Verso il default - Bruxelles, insomma, potrebbe non riaprire le trattative, spingendo de facto la Grecia fuori dall'euro (con buona pace della Merkel, che disse che Atene fuori dalla moneta unica equivale alla "sconfitta dell'euro", una frase alla quale, forse, non crede neppure lei). Lo scenario più probabile, in definitiva, è quello del default greco nei confronti della Bce, cui deve 3,49 miliardi in scadenza il 20 luglio. Di fronte all'insolvenza di Atene, l'Eurotower sarà costretta a interrompere i finanziamenti di emergenza che fino ad oggi hanno tenuto in piedi le banche (in totale, fanno 89 miliardi di aiuti dall'agosto scorso). Per la Grecia, dunque, il rischio è un collasso del sistema bancario e una profonda, forse insostenibile, crisi di liquidità.

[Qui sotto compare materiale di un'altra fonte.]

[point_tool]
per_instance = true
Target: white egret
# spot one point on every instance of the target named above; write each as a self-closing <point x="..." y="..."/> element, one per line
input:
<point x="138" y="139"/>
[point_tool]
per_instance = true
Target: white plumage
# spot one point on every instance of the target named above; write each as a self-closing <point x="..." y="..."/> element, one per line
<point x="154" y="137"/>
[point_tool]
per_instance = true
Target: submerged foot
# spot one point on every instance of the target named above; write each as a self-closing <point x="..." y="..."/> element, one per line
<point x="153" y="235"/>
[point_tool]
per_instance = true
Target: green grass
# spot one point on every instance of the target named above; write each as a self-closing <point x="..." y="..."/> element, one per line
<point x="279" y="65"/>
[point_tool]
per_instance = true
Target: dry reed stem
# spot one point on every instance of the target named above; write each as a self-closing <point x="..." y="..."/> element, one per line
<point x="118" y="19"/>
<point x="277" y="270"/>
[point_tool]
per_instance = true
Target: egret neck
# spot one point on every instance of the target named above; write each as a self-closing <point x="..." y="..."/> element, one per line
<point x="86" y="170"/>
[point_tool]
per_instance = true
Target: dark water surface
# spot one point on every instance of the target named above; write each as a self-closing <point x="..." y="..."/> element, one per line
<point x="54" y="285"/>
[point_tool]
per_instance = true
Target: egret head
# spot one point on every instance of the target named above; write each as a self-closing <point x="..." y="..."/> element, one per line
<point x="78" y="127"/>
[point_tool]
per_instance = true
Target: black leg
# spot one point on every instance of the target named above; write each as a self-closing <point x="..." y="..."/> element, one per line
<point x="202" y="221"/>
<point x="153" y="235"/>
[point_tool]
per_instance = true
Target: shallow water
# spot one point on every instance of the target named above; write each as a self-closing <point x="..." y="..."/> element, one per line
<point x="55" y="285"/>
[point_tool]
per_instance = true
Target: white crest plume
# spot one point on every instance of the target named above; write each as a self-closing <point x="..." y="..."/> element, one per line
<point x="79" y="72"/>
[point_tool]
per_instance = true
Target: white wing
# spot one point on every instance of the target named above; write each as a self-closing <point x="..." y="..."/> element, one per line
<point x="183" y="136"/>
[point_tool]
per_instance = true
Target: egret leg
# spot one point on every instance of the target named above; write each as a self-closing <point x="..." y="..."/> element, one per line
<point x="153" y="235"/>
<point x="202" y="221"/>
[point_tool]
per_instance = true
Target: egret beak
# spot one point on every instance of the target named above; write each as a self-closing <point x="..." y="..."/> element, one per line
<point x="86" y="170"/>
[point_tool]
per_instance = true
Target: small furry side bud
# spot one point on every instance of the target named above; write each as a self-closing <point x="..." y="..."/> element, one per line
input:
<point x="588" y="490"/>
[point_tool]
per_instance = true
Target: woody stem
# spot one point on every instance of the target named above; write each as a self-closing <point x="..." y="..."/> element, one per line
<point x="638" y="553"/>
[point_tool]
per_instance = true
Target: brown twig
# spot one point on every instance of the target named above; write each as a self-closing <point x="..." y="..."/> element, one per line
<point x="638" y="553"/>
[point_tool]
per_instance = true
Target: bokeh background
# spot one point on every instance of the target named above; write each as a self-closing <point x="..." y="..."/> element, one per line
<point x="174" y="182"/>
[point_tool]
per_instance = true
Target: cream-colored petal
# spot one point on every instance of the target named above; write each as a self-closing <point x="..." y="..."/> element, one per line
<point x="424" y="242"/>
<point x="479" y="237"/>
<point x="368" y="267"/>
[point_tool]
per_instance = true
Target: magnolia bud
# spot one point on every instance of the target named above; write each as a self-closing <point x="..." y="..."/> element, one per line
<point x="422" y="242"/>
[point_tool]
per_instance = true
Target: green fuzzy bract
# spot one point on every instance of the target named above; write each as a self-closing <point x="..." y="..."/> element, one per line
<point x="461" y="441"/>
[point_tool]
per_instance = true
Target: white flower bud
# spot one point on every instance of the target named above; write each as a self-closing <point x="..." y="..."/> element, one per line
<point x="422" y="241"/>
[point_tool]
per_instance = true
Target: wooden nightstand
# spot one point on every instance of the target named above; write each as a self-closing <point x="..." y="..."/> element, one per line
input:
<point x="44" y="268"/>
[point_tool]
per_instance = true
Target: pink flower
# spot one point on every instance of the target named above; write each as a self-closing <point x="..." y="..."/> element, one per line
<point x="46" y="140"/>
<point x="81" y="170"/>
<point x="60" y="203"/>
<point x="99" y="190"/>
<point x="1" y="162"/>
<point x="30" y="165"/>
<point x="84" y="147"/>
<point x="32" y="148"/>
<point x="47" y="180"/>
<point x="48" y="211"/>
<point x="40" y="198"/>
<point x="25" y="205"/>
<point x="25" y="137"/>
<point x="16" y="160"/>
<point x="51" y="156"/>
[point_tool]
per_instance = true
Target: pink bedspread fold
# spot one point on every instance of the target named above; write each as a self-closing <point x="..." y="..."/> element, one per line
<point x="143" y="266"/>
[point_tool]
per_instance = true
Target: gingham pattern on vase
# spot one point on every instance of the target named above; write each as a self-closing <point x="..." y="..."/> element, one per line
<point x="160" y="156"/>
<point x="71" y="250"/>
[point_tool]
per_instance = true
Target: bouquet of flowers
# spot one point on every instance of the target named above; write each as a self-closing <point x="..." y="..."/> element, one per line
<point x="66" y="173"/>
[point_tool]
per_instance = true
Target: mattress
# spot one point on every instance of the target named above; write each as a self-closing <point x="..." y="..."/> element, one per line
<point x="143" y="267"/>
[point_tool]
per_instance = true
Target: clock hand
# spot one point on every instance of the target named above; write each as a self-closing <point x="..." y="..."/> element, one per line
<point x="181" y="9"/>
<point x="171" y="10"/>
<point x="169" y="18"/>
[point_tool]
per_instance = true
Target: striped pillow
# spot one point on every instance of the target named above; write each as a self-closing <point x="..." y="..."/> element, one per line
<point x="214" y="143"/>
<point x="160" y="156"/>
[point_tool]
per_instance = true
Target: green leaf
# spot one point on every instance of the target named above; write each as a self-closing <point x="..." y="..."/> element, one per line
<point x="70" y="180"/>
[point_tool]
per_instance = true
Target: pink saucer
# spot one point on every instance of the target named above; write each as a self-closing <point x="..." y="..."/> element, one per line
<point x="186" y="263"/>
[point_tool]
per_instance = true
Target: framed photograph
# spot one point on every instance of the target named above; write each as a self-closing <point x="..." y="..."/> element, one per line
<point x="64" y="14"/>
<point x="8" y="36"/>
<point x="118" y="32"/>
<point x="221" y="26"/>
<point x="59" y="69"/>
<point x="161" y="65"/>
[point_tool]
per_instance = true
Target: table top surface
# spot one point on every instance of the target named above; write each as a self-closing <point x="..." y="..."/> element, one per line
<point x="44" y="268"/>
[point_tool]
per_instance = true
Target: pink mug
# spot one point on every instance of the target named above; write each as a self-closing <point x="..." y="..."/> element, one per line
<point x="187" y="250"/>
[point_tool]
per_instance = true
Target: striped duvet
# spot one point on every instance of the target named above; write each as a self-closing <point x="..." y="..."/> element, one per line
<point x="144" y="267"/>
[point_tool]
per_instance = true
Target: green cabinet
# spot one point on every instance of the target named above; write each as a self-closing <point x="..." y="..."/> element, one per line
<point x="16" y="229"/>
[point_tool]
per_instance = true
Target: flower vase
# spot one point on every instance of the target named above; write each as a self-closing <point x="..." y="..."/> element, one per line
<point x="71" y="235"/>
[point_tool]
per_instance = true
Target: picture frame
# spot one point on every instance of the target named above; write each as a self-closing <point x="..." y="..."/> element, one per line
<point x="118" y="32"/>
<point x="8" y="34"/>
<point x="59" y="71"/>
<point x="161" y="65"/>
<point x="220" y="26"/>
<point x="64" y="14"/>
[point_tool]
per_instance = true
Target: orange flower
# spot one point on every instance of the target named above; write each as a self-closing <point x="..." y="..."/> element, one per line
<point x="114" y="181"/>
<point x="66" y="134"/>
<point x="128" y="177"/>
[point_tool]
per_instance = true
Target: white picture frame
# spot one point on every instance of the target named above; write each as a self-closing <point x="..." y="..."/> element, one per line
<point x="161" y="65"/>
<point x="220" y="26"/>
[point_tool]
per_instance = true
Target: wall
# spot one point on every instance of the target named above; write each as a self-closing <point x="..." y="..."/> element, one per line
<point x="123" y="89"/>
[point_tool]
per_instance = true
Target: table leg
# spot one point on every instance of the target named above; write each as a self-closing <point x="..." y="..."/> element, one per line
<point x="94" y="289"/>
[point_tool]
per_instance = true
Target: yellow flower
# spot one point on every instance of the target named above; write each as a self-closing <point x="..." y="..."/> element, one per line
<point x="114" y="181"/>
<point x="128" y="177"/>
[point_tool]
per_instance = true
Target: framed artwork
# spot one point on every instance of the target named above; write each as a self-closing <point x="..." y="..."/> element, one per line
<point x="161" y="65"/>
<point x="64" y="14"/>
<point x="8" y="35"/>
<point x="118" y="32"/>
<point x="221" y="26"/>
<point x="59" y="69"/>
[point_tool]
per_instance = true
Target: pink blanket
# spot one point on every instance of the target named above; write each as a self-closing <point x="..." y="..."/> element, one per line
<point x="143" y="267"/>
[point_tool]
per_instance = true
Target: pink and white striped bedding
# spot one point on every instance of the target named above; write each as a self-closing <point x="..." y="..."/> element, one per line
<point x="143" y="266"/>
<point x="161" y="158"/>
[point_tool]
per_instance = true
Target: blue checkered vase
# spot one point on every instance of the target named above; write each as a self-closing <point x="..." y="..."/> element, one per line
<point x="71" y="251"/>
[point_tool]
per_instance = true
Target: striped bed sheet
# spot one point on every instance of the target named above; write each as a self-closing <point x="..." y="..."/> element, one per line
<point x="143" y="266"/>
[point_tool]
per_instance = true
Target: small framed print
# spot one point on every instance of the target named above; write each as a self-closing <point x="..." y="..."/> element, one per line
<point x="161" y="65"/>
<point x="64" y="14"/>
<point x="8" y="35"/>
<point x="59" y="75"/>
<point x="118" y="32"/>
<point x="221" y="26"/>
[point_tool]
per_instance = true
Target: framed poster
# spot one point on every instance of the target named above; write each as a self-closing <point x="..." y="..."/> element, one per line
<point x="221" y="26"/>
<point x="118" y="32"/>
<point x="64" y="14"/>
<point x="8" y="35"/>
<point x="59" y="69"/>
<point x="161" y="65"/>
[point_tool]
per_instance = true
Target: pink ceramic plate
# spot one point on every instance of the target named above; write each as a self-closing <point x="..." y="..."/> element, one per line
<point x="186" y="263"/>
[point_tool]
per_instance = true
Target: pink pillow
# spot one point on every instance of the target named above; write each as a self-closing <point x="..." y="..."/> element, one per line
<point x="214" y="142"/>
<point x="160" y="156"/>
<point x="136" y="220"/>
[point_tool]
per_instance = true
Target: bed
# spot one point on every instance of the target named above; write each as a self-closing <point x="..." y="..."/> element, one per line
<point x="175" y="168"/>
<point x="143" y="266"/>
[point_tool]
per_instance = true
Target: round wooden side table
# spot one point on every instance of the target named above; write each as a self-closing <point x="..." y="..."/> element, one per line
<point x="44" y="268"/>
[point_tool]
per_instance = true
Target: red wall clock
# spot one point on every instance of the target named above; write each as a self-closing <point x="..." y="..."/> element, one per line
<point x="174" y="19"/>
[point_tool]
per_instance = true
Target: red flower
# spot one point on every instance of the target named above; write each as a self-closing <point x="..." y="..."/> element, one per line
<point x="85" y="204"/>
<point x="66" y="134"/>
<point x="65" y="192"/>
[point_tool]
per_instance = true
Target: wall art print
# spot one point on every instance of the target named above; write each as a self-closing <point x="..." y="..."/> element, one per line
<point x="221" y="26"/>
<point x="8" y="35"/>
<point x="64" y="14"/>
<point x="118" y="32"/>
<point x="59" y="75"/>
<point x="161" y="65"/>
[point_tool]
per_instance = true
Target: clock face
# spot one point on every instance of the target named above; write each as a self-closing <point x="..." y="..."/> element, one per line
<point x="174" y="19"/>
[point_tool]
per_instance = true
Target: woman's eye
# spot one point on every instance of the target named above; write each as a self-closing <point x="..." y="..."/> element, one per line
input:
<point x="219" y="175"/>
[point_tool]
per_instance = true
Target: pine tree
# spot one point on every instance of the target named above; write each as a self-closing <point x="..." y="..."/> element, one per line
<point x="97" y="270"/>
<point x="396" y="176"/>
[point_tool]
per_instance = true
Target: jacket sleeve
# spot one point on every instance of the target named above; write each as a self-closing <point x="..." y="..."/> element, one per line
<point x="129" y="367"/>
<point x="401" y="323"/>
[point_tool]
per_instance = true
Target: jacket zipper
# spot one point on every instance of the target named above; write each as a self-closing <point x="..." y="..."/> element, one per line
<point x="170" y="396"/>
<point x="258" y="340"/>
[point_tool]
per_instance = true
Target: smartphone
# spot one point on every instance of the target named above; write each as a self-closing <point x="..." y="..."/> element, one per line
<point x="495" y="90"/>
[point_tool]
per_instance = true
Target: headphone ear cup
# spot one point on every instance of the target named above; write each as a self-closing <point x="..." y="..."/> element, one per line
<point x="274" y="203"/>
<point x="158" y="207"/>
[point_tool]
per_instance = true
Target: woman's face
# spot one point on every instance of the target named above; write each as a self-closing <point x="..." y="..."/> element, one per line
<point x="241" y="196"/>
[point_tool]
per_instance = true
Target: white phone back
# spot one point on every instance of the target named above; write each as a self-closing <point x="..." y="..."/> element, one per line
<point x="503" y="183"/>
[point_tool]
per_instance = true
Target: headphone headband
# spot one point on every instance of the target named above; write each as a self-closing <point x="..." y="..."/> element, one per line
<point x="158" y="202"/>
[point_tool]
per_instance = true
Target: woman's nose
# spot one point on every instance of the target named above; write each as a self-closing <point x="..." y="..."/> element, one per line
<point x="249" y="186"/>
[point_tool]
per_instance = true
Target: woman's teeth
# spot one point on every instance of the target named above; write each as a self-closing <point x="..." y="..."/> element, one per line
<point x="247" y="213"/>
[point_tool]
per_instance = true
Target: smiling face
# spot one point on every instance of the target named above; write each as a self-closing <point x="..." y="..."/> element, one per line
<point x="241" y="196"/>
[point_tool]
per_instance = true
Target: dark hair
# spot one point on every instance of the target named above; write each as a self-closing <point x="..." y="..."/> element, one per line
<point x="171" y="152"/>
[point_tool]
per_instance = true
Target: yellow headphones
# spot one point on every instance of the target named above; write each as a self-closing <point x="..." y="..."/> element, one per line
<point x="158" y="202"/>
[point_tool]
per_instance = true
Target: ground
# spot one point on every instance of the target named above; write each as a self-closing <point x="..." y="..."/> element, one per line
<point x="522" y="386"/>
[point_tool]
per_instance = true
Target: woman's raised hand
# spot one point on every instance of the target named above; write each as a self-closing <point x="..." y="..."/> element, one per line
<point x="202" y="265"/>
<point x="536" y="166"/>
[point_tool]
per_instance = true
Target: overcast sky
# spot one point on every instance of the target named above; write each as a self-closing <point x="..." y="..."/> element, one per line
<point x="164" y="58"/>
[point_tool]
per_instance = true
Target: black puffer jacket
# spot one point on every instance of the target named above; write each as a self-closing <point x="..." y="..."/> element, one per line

Euro addio? - L'uscita dall'euro, comunque, non è automatica in caso di vittoria del "no". Quest'ultima, come detto, è adesso l'ipotesi più probabile: anche nel caso (improbabile) in cui riprendessero i negoziati (in un clima ancor più avvelenato rispetto a una settimana fa), è difficile immaginare che si possano raggiungere dei risultati, anche perché di risultati, negli ultimi 5 mesi, non ne sono stati raggiunti. Dunque, in caso di default, il governo greco per sopravvivere e per fronteggiare la crisi di liquidità, sarebbe costretto ad emettere una divisa parallela: solo a questo punto, anche a lato pratico, Atene inizierebbe l'irreversibile processo che la condurrebbe fuori dalla moneta unica e a riabbracciare la dracma. Un territorio, quest'ultimo, ancor più inesplorato del "territorio inesplorato" a cui ha fatto riferimento Draghi.

domenica 5 luglio 2015

IN GRECIA TRIONFA IL "NO" La rivolta degli schiavi contro la Ue, umiliata Angela Merkel: ecco le cifre

Referendum greco, vince il "no": incerto il futuro del Paese, dell'euro e dell'Unione europea




La rivolta degli schiavi. Al referendum greco si delinea un trionfo del "no": il popolo, umiliato per anni dall'Europa, boccia la proposta dei creditori dell'Unione Europea. Alexis Tsipras vince la sua personalissima sfida, anche se da oggi il futuro del Paese pare più precario che mai, a partire dalla permanenza nella moneta unica. Dopo le indiscrezioni del Financial Times e gli exit poll delle tv di Stato, il risultato pare netto: con oltre il 35% delle schede scrutinate, spiega il ministero dell'Interno, il "no" è in vantaggio con il 61% dei voti, mentre il "sì" è inchiodato al 39 per cento. Nella sede di Syriza, partito del premier ellenico, è già iniziata la festa (mentre Tsipras sarebbe pronto a partire alla volta di Bruxelles). Non altissima l'affluenza della consultazione, al 65%, percentuale pari a quella delle elezioni dello scorso febbraio. Ora, come ha detto Mario Draghi qualche giorno fa, si entra in un territorio inesplorato. Con assoluta probabilità, prima del definitivo default e dell'addio alla moneta unica (che la Grecia, ha fatto sapere il portavoce del governo, vorrebbe evitare), si tenterà un'ultima trattativa, al quale la Grecia arriverà rafforzata dal voto del popolo. Tsipras ha subito confermato di voler trovare un nuovo accordo, chiedendo contestualmente alla Bce nuova liquidità. Di sicuro, per ora, c'è che Angela Merkel ha perso la sua sfida: aveva scommesso tutto sul "sì", ma la scommessa è stata persa. La paura, ad Atene, è che la "vittoria" al referendum, però, sia destinata a restare soltanto una vittoria simbolica.